README.md
April 4, 2025 ยท View on GitHub
Variational Prefix Tuning (VPT) for Code Summarization
Installation
After cloning/downloading the repository, run the following command to create the conda environment for running.
conda env create -f environment.yml
conda activate CSTCVAE
Environment tested
The code is tested in Ubuntu 24.04 environment, please make sure you have JAVA and curl installed in your environment.
Datasets
Before you train or test a model, follow instructions in data/README.md to download and preprocess the datasets.
Finetune CodeT5+ for your dataset.
Please use python notebook finetune_codeT5P.ipynb to finetune the CodeT5+ model for your dataset.
Apply Variational Prefix Tuning (VPT) for Code Summarization.
Change backbone model and dataset directory to your finetuned model in CodeT5+_VPT_bi-criteria.ipynb.
This file will train the VPT for your fine-tuned model and run inference and subset selection on the test set you spcify.
Generated Results
Results generated for the CodeT5+ using VPT method are stored in the T5_results directory, under file with name of CodeT5+_VPT_bicriteria_subset_selection_results_lang.txt.
Results generation of all other decoding methods
Please use the codeT5P_diverse_decoding.ipynb to generate results for all other decoding methods.
Results will be stored in diverse_decoding_results directory.

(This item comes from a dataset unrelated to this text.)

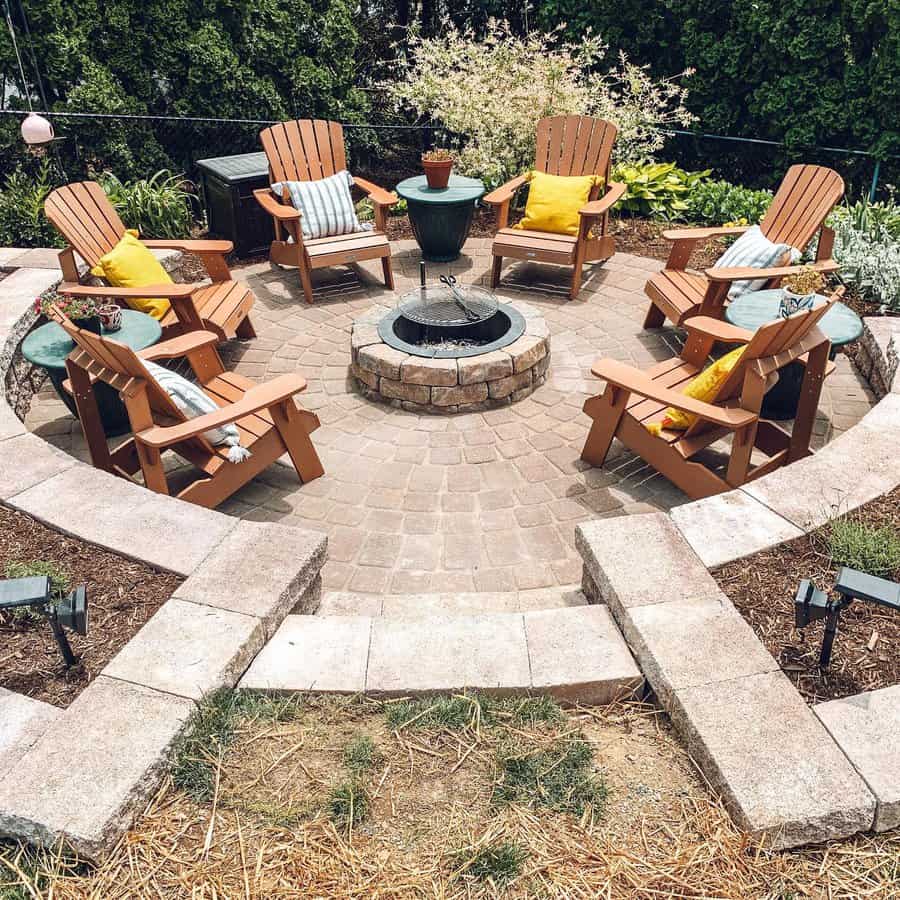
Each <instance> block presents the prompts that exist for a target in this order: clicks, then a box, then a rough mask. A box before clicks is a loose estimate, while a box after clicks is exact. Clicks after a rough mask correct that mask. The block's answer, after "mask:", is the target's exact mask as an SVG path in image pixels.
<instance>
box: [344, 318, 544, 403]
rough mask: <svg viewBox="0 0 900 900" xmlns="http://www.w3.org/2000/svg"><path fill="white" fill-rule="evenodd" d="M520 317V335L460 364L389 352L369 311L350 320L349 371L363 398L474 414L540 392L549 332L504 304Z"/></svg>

Experiment Results and Weights
Our model weights and inference results can be accessed from https://drive.google.com/file/d/1nyZds1A_cyS5bWaBy4rd7DKr9Ej2vZl2/view?usp=sharing For the weights included in CodeT5_VPT_Weight, please first load the backbone model CodeT5+ from huggingface, then load our provided weights. The textual predictions for conducting all the experiments in out paper in RQ_Textual_Predictions. The files are separated based on Research Questions (RQ) and datasets, with name indicating the infernce strategy used. For all Sampling and VPT results, please use Bi-criteria subset selection from the 100 results provided to obtain the number of summaries you need.